I bought gold via UGLD and gold miners via NUGT. Mike bought the junior minors which is riskier but maybe he's thinking that the dividend midigates some of that risk. I bought on the higher than average volume bounce off the 50 day moving average on both the gold futures and the GDX. If either of them drop below their latest short term low (i.e yesterday's low) I'll get out and wait for a clearer break of resistance.
Like the silver buy, which I'll almost totally flat on right now, I expect that these will both be longer term trades. Several months long at least (I hope!)
Well, it LOOKS like silver finally broke out today! Yippee!
The problem is that nothing else did. Gold didn't break resistance, the dollar didn't break support, oil touched its long term moving average and bounced off (be ready to sell oil if you're still in it from the trade a couple of weeks ago) gasoline didn't do anything today, copper was down, platinum is way up but its move doesn't seem related to silver in any way.
In short, silver was sort of a loan wolf today and on sort of iffy volume. SLV volume was above average today which looks good but the volume on the futures was, while higher than Friday's volume, well below average as was the volume across practically every sector of the whole market, which has been the case for two weeks now.
Bottom line is this. I enjoyed the heck out of this big spike in silver today because a full third of my account is currently invested in silver but if I weren't already in it, I'm not sure that today's action would be enough to convince me to buy it. It's just weird that silver made such a huge move all by itself. If gold follows suit tomorrow or if there is follow through with more buying of silver tomorrow, then I'll trust this move much more.
P.S. IF silver has broken out for real then what I expect will happen in the short term is that silver will move to the high $29s rather quickly and then retrace back to the mid to low $28s before breaking above the long term moving averages. Then when it breaks above the long term moving averages it will go to maybe $33 or so and then retrace back to the long term moving averages before starting a full fledged new stage two up trend. In short, there's no hurry. You're not going to miss out by hanging out another few days (or even several weeks) before pulling the trigger on silver.
Great analysis. thanks for posting. was thinking about pulling trigger but didnt!
The follow through I spoke about yesterday clearly happened today confirming that we do in fact have a break out of some importance. Two consecutive closes above $28.50 on silver on increasing volume is just what the doctor ordered. Not to mention a big break of support on the dollar index (/dx on ThinkorSwim) and a breakout of gold to it highest price since early May.

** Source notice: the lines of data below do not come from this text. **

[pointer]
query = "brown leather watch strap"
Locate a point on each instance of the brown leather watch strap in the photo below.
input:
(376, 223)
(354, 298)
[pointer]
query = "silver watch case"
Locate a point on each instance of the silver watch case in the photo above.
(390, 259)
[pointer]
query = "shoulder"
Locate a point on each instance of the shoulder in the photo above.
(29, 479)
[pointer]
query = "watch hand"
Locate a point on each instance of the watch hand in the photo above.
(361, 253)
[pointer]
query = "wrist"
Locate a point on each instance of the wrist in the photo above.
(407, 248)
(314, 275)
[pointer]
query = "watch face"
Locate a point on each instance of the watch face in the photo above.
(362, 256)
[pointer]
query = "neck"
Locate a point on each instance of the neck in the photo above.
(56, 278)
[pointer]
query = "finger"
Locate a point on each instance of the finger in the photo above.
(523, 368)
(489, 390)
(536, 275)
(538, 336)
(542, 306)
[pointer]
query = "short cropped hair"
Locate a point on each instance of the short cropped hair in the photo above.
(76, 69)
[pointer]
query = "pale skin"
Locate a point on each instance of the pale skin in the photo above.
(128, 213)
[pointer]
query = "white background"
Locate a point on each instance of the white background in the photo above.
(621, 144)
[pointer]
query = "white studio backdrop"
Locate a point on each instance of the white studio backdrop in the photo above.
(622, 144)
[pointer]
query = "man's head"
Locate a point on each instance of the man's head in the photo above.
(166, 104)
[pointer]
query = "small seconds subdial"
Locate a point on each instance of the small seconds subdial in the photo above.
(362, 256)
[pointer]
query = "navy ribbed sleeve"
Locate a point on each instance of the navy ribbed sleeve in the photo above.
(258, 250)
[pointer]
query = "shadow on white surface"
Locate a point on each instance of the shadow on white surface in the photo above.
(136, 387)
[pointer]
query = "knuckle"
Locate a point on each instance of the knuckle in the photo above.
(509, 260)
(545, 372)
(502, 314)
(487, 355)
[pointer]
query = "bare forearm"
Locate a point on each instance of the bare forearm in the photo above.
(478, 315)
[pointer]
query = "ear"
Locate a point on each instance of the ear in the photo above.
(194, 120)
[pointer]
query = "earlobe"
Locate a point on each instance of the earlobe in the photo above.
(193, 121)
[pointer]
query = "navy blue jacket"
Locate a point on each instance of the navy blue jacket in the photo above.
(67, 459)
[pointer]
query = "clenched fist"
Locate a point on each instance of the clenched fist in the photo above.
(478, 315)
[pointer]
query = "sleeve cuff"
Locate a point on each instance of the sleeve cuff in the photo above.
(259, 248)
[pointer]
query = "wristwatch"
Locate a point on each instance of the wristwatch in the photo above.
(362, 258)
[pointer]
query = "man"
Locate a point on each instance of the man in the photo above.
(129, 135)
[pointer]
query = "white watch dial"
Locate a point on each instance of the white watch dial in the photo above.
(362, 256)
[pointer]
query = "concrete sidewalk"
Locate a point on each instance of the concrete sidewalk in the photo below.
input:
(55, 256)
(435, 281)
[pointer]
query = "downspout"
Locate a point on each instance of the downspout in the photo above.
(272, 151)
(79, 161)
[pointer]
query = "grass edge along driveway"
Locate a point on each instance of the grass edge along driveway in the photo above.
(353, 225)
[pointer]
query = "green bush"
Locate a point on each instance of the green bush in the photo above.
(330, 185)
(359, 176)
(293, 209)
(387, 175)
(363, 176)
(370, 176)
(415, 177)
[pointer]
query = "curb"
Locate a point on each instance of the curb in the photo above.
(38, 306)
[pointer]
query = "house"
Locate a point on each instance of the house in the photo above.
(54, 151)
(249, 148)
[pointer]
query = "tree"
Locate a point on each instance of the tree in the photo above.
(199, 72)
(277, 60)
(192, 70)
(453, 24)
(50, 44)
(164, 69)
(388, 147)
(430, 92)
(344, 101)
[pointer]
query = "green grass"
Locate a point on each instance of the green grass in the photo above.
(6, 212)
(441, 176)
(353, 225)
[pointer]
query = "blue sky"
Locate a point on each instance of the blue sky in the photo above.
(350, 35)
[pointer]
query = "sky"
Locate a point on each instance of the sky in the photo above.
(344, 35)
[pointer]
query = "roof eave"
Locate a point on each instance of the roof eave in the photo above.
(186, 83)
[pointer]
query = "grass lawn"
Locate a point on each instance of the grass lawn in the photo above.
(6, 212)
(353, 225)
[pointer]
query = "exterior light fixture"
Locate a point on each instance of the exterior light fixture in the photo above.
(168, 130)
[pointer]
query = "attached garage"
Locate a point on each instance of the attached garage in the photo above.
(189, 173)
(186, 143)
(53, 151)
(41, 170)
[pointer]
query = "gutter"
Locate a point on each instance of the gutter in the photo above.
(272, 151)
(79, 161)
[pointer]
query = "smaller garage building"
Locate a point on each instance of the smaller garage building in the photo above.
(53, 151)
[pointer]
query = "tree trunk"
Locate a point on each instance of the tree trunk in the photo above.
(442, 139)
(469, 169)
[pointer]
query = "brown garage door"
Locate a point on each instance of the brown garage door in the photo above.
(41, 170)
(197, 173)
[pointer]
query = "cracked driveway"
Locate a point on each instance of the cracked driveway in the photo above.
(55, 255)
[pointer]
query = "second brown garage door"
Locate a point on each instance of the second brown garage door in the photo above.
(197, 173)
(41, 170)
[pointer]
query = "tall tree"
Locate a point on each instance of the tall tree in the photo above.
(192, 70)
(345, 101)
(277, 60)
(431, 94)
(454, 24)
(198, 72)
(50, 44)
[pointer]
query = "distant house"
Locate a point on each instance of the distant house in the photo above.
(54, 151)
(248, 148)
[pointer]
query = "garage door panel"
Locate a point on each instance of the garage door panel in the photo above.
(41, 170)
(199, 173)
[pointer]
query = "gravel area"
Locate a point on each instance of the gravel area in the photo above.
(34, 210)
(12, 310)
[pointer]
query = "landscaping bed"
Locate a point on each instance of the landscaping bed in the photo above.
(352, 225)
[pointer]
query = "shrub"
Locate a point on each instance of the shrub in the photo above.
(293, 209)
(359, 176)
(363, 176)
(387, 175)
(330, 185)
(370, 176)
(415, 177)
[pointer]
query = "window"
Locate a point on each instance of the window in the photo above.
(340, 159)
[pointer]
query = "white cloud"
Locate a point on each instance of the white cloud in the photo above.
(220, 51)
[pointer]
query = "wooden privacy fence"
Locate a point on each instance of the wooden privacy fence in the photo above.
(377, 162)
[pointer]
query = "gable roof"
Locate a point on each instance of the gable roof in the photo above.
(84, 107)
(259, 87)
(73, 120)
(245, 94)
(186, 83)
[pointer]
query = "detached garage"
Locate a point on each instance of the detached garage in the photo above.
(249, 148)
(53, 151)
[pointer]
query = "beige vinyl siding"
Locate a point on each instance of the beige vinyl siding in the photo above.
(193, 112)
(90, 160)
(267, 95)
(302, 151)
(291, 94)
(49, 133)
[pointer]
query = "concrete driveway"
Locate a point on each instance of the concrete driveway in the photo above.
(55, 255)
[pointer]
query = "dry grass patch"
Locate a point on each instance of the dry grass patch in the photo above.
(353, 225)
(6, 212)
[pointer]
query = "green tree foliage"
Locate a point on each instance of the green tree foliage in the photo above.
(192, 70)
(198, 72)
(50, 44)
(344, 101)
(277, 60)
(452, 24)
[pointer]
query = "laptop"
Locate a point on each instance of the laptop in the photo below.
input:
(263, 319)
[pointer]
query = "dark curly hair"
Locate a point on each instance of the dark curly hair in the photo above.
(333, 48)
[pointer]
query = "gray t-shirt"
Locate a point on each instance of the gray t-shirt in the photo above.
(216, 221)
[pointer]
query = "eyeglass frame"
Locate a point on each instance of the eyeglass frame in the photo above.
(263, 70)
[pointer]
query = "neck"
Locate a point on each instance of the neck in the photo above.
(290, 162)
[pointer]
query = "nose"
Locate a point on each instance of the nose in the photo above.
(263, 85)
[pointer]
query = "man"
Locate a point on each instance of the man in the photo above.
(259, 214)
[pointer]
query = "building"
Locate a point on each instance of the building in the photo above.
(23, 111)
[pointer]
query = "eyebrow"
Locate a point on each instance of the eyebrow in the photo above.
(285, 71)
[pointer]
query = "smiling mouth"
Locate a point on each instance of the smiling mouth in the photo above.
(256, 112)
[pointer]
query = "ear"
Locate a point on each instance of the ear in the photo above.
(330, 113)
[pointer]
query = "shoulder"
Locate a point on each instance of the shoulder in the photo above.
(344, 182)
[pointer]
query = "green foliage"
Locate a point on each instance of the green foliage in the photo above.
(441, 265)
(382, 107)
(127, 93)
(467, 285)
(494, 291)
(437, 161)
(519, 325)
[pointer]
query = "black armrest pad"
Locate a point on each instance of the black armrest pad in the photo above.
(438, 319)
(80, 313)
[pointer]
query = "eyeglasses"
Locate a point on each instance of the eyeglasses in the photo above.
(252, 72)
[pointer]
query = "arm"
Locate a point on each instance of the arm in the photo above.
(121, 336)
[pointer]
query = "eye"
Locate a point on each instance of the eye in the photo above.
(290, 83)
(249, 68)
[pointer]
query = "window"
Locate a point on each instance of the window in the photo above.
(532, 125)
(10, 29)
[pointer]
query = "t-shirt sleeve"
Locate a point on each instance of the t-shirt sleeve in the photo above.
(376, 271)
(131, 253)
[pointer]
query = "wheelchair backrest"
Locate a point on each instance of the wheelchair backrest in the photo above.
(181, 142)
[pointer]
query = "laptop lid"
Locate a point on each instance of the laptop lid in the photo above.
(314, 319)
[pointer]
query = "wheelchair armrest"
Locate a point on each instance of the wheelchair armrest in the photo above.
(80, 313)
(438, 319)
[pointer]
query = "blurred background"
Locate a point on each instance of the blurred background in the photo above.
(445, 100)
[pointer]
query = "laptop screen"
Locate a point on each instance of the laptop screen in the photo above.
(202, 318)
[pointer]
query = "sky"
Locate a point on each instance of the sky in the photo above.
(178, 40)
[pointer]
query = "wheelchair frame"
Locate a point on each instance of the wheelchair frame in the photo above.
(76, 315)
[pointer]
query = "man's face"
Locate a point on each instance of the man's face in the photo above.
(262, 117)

I think silver is still going to have to take more than one run at $30 before breaking above it. A bounce off of that resistance, which is actually just a tad below $30, would likely coincide with gold finding resistance at its long term moving averages which it is sitting at right now. Translation: Gold is going to hang out close to where it is while silver makes a run to $30 and then goes sideways for a while itself to work off what will be an overbought condition at that point and then they'll both break above their long term moving averages together to launch a new phase two bull run.
Of course its the first two words of that last paragraph that are the most important and whether things go just that way or not, it is very likely that the days of being able to buy silver at below $30 an ounce are coming to a rapid end.